過去我祈求他時他那驕傲自大的樣子在腦海中浮現。我的傷口又一次撕裂。裂開那麼多次,怎麼可能愈合了?他那天冷酷的樣子像晴天霹靂,否定了我們一切的愛。
你讓我失去一次愛人,我也要以牙還牙。
“飛雲......”我的聲音如水般溫柔。
“嗯?”他的聲音像沉醉般。
“不,我可以!”
決絕、冷酷。不帶一絲人情味。
晴天霹靂有沒有當頭一擊?痛帶著成就感席卷全身。
我冷笑一聲。他沉默不已。
“你知道我有多難過嗎?我迫不得已。你不會知道的子燁....”
過了很久,他用沙啞的聲音解釋著。
我不會再相信。
“夠了飛雲。夠了。我們再也回不去曾經了,你要接受現實。”
我推開他,他木訥的任我擺布。
不言不語。好似沒了靈魂。
我心疼不已,可絕不能心慈手軟。
頭也不回的,絕情的離開了他的房間。
一幕幕仿佛回到了曾經,他開車離開的那刻。我的天地塌陷的瞬間。
“你回來了?他有沒有把你怎麼樣?”
我破門而入。
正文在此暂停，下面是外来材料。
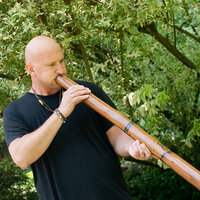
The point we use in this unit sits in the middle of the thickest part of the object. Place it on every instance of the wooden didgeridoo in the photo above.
(180, 166)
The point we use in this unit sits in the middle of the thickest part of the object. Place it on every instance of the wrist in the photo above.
(60, 115)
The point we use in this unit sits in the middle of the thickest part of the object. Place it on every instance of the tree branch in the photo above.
(152, 30)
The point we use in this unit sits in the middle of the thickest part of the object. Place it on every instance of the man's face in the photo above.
(48, 64)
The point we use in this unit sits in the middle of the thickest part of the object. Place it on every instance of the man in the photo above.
(74, 160)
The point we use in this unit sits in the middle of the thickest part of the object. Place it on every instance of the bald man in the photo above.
(70, 148)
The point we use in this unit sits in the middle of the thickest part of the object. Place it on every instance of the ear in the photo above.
(29, 68)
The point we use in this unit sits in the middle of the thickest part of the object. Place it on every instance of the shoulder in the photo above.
(16, 104)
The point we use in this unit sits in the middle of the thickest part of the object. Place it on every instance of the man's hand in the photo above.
(138, 151)
(74, 95)
(125, 146)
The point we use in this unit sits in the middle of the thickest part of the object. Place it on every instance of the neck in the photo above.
(44, 91)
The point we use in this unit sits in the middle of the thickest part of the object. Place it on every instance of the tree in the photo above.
(144, 52)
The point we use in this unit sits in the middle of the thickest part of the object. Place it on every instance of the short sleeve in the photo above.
(13, 124)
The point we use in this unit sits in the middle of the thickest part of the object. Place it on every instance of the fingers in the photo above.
(76, 94)
(139, 151)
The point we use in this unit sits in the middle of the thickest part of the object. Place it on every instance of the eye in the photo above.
(51, 64)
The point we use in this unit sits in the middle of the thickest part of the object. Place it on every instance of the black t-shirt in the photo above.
(80, 163)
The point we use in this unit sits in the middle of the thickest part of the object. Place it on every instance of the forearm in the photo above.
(30, 147)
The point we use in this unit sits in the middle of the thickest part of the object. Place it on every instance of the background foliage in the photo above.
(143, 53)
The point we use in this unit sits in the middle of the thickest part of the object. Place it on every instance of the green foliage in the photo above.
(15, 185)
(146, 82)
(156, 184)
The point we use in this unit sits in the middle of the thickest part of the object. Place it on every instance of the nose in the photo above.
(60, 68)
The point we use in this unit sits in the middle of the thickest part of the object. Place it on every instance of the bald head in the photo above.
(37, 47)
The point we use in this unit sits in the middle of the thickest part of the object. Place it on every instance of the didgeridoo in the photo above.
(180, 166)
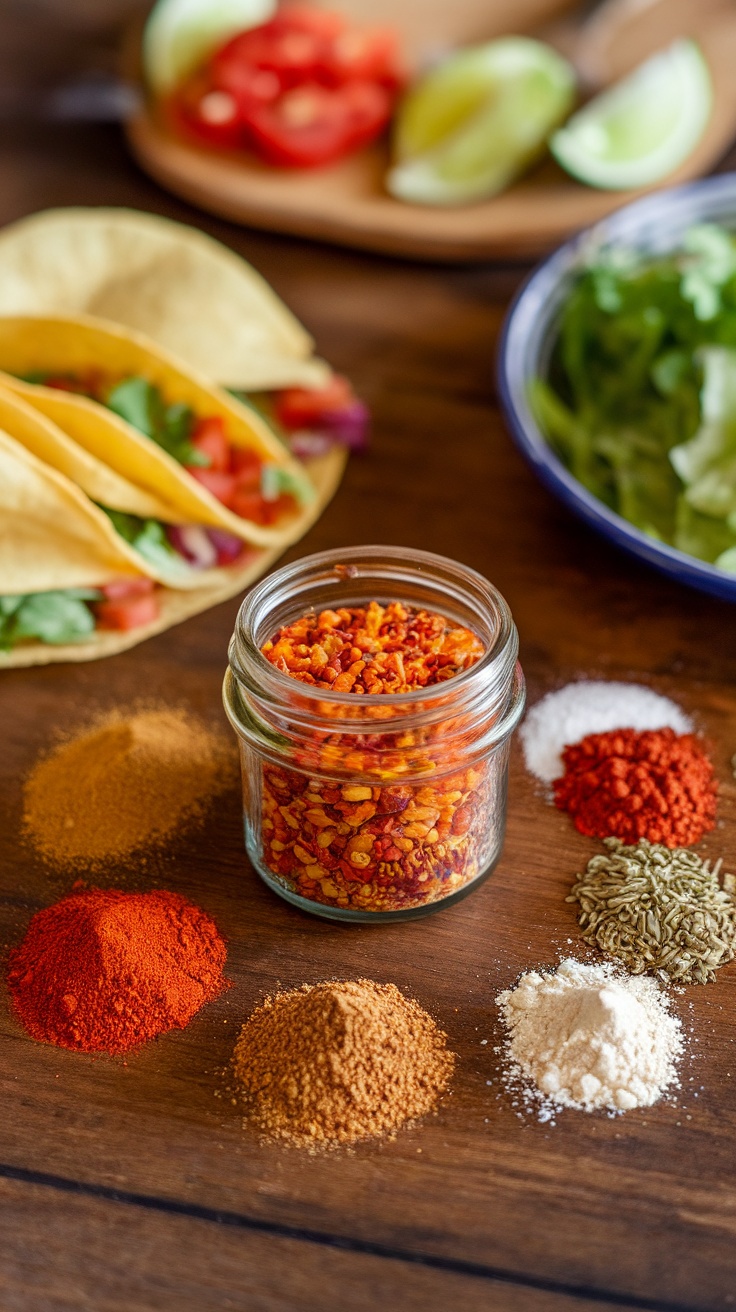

直徑倒在床上。
安洛還在看書,見到我回來立刻寒暄。
“安洛,我困了。”
說完,我閉上眼睛不念不語。
感覺到安洛乖乖的躺在我身旁。
關了台燈。
深夜。
躺的我腰酸背疼,出了一身汗都沒有一絲困意。
我微微起身,見安洛睡得安詳。
拿出了常年服用的安眠藥吃了兩顆,明明已經擺脫安眠藥有些日子。